Bennett & Barkell Motorcycles
- Company type: Privately held company
- Industry: Motorcycle
- Headquarters: Australia
- Products: Motorcycles

= Bennett & Barkell Motorcycles =

Bennett & Barkell or B & B motorcycles were manufactured in Australia from about 1910 to at least 1932 by Bennett & Barkell Ltd. of 234 Pitt Street, later 124-132 Castlereagh Street, and then the corner of Meagher and Chippen Streets, Sydney.

As was the case with most early Australian motorcycle companies, their machines were manufactured primarily from British parts. The B&B machines used JAP engines and Chater-Lea frames. They included 2.5 hp., 3.5 hp. 4 hp. (500cc), 6 hp. (770cc) and 8 hp. (1000cc) machines. Two piece tubular frame with engine as a stressed member. Used Druid forks and had large diameter (26 inch) wheels. Notable for a unique suspension system coupling the seat to the footboards (from ~1916).

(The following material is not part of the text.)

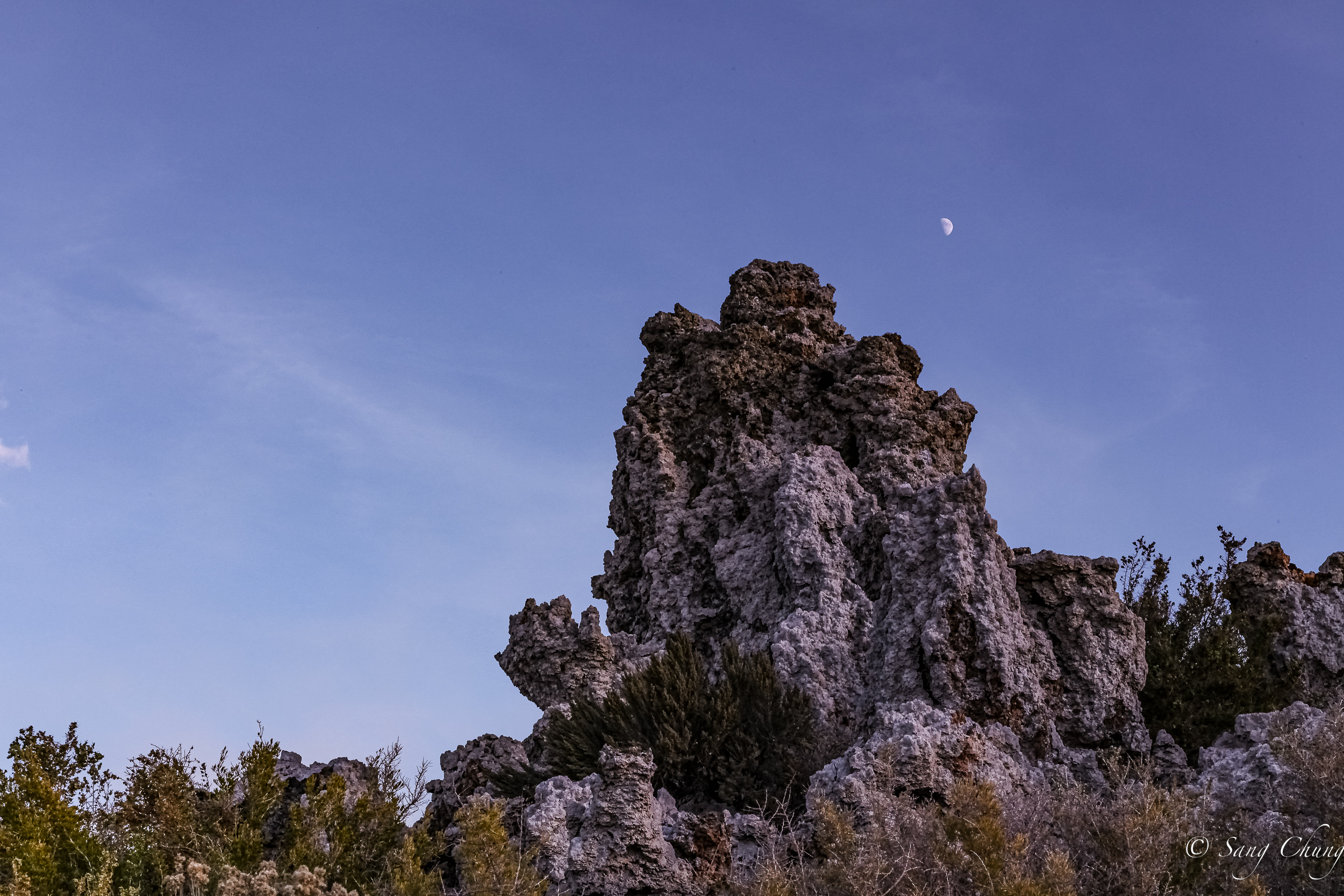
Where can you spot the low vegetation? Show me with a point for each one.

In 1911 they asserted that the machine was built for Australian conditions with a key differentiating feature that they were "lighter in weight than the usual type of heavy-duty machine, but much heavier than the usual light-weight 90 or 100 lb. motor cycle". They further asserted that "the frame is scientifically constructed, too, and though lighter in weight than many higher-powered machines, will stand a greater road strain". This machine had a JAP engine of just 2.5 hp however "owing to the light construction of the frame it accomplishes as much as, if not more, than the cycles which are encumbered with a superfluous amount of metal".

From ~1916, B&B offered, as an option on the larger models, a patented suspension mechanism involving a sprung seat pillar; the "B. & B. Spring Frame Attachment".

In 1917, advertising promoted the combination of Australian Workmanship and English Material, together with success in the NSW Motor Cycle Club's Reliability Trial on 9 June 1917.